Many people who had not even heard of the Bill were alarmed, once the situation was presented graphically, to find themselves the threatened victims of an invasion by a closely knit community which popular mythology places somewhere between the Vikings and the lotus eaters.
The nice definitions of what constitutes the cargo handling for which the dockers are claiming an exclusive right are lost upon the general public. They know from experience how an apparently remote piece of legislation, once it is on the Statute Book, can take control of their lives.
They now live in fear that, next time they want some furniture moved, they will have to apply for permission to the Dock Labour Board. They would not put it past the Government to insist that dockers must lend a hand with the washing up.
Even discounting such domestic intrusions, there is strong support in the maps for the warning given by the Confederation of British Industry—in an engaging metaphor which confounds the functions of the windpipe and the gullet — of a " stranglehold on food supplies." The cordon round the entire coastline, with extensions into the hinterland that may include some airports, is the clearest possible indication that, whether or not they use it, the dockers will have power to stop virtually any consignment coming into or leaving the country.
The GLC might make more progress if it were not compelled from time to time to illustrate with a map what it is up to. People can then see the disadvantages more plainly than the benefits.
The proposed grid of lorry routes may have made what looked an attractive design in County Hall. But the Londoner who examined it did not like what he saw, especially if he happened to live on one of the routes.
Very wisely, the GLC has withdrawn its proposal and folded the maps away. Without their stimulus, the protester probably does not notice that the heavy traffic continues to go past his door, probably to much the same extent as if the proposal had been made statutory.
Lorry routes
Much the same fate has overtaken the more ambitious scheme' for national lorry routes. When they saw what was really involved, people were less enthusiastic. They reacted in the opposite way to a map designed to show what would be left of the rail network if the economists and other experts carried Out their plans for saving money and making the railways pay.
Particular indignation was expressed at the realisation — which no map could disguise and which the propaganda set out to emphasise—that there would be no lines left in the North of Scotland. Whether any of the outraged citizens ever, travelled by train beyond Glasgow was apparently irrelevant.
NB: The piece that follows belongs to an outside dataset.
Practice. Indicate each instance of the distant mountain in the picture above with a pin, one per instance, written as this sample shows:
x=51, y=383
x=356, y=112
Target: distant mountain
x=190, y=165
Road charts such as those produced by the British Road Federation show that there are also no motorways to the North and none likely to be built. This fact has brought little adverse comment, and even approval from some quarters.
Before long, the anti-road factions will get the point and revert to the old style of cartography, in which the sea was indicated by galleons, dolphins and spouting whales; and parts of the land by milkmaids or dragons, according to one's opinion of the local fauna. An artist today would have no difficulty in distinguishing high-speed trains, wafted by the cheeks of cherubs, from juggernauts manned by devils with forked tails.
It would be equally easy to embellish Mr Foot's maps with pictures of sharks in the harbours and Barbary corsairs sunning themselves on the jetties.